Tuesday, May 12, 2020

Genesis 49:28-33 comments: Jacob dies




Genesis 49:28 ¶  All these are the twelve tribes of Israel: and this is it that their father spake unto them, and blessed them; every one according to his blessing he blessed them. 29  And he charged them, and said unto them, I am to be gathered unto my people: bury me with my fathers in the cave that is in the field of Ephron the Hittite, 30  In the cave that is in the field of Machpelah, which is before Mamre, in the land of Canaan, which Abraham bought with the field of Ephron the Hittite for a possession of a buryingplace. 31  There they buried Abraham and Sarah his wife; there they buried Isaac and Rebekah his wife; and there I buried Leah. 32  The purchase of the field and of the cave that is therein was from the children of Heth. 33  And when Jacob had made an end of commanding his sons, he gathered up his feet into the bed, and yielded up the ghost, and was gathered unto his people.
The twelve tribes of Israel play a very important part in God’s ministry of reconciling mankind to Himself as a vehicle, although flawed and more often in error than not, through which His salvation of mankind from eternal agony and suffering, it’s natural destination based on the rebellion we inherited from Adam, comes. Humans are, of all creatures, most miserable if they do not believe or receive Christ as their Saviour when offered.

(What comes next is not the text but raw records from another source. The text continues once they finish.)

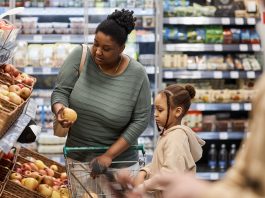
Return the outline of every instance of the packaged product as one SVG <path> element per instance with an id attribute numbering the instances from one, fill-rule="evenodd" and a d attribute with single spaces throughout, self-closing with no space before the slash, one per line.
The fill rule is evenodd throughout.
<path id="1" fill-rule="evenodd" d="M 45 44 L 41 47 L 40 66 L 51 67 L 53 63 L 54 45 Z"/>
<path id="2" fill-rule="evenodd" d="M 225 56 L 225 63 L 228 70 L 234 70 L 235 68 L 234 58 L 232 57 L 231 54 Z"/>
<path id="3" fill-rule="evenodd" d="M 28 65 L 28 43 L 26 41 L 17 42 L 13 60 L 14 65 L 18 67 L 25 67 Z"/>
<path id="4" fill-rule="evenodd" d="M 230 101 L 230 90 L 213 90 L 213 99 L 217 103 L 226 103 Z"/>
<path id="5" fill-rule="evenodd" d="M 223 27 L 222 26 L 207 26 L 206 27 L 206 43 L 223 43 Z"/>
<path id="6" fill-rule="evenodd" d="M 233 41 L 231 30 L 225 29 L 223 34 L 224 34 L 224 44 L 231 44 Z"/>
<path id="7" fill-rule="evenodd" d="M 232 43 L 240 43 L 241 30 L 237 28 L 231 28 L 231 32 L 232 32 Z"/>
<path id="8" fill-rule="evenodd" d="M 40 66 L 41 45 L 30 44 L 28 46 L 28 64 L 33 67 Z"/>
<path id="9" fill-rule="evenodd" d="M 250 30 L 250 43 L 252 44 L 260 44 L 260 37 L 256 29 Z"/>
<path id="10" fill-rule="evenodd" d="M 201 55 L 201 56 L 195 57 L 198 70 L 206 70 L 207 69 L 206 57 L 207 57 L 206 55 Z"/>

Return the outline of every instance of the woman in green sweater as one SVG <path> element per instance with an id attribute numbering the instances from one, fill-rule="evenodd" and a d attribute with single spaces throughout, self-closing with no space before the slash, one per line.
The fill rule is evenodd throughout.
<path id="1" fill-rule="evenodd" d="M 73 153 L 78 161 L 109 167 L 115 161 L 137 161 L 129 148 L 150 119 L 151 95 L 144 67 L 123 53 L 128 34 L 134 29 L 133 12 L 116 10 L 102 21 L 88 49 L 84 69 L 78 73 L 82 47 L 78 46 L 61 67 L 52 93 L 52 111 L 63 127 L 71 127 L 66 146 L 109 146 L 98 156 Z M 62 109 L 77 112 L 75 123 L 61 119 Z"/>

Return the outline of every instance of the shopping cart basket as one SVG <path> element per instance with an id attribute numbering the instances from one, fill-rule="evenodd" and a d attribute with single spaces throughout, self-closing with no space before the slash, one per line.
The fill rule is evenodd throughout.
<path id="1" fill-rule="evenodd" d="M 106 177 L 106 175 L 113 176 L 117 168 L 108 168 L 105 174 L 101 174 L 93 179 L 90 176 L 90 162 L 79 162 L 69 157 L 73 152 L 86 152 L 87 155 L 93 155 L 95 153 L 105 152 L 108 148 L 109 147 L 64 147 L 68 185 L 72 198 L 116 197 L 114 192 L 109 188 L 109 177 Z M 139 168 L 145 165 L 145 151 L 143 145 L 134 145 L 130 148 L 141 151 L 138 161 L 113 161 L 112 165 L 129 166 L 129 171 L 131 171 L 131 174 L 135 175 L 139 171 Z"/>

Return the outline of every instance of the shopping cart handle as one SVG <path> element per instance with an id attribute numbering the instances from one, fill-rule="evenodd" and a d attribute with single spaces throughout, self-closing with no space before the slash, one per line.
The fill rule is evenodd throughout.
<path id="1" fill-rule="evenodd" d="M 133 150 L 142 151 L 142 154 L 145 155 L 144 145 L 132 145 L 130 146 L 130 148 L 132 148 Z M 74 151 L 106 151 L 108 149 L 109 149 L 108 146 L 83 146 L 83 147 L 65 146 L 63 148 L 63 153 L 65 156 L 67 156 L 69 152 L 74 152 Z"/>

Jacob is going to die now. He ordains where he will be buried, in a cave in the field that Abraham, his grandfather purchased. See comments on 23:1-20.
Here, we see an interesting event. Jacob does not suffer a long ordeal of disease breathing hard in agony on a bed of suffering. He finishes his blessings and then pulls his feet up into his bed and surrenders his spirit and dies.
I have already gone over the euphemisms for death as evidenced in verse 33 and from its usage the phrase gathered unto his people refers to going to the place where his ancestors went when they died. Jacob is said to have yielded up the ghost. This is a reference to his spirit. Here is a reference to Jesus’s, who was fully man and fully God, human spirit or ghost, lowercase s and g. Here the human spirit belongs to and ascends to God.
Luke 23:46  And when Jesus had cried with a loud voice, he said, Father, into thy hands I commend my spirit: and having said thus, he gave up the ghost.
Again, not only the soul leaves the flesh at death but here we see the spirit leaves, as well. Notice Solomon’s question in Ecclesiastes that suggests mankind doesn’t know what he thinks he knows.
Ecclesiastes 3:21  Who knoweth the spirit of man that goeth upward, and the spirit of the beast that goeth downward to the earth?
God uses the spirit of man as one means to examine him from the inside-out.
Proverbs 20:27  The spirit of man is the candle of the LORD, searching all the inward parts of the belly.
The Godhead consists of a soul (God the Father), the seat of self-identity and will, a Spirit (the Holy Ghost called the Holy Spirit or Spirit of God when referencing acting on physical reality as the very mind of God), and a body, a physical presence, (Christ or the Word by which all things were created and are held together) it is important to understand that only God’s three parts can act independently although guided by one will. If either our soul or spirit leave us as humans we physically die. Jesus, being fully man and fully God, was not only the physical image of the invisible God but, as a human, possessed a lowercase spirit or ghost which He surrendered when He gave up his brief temporal existence before rising from the dead.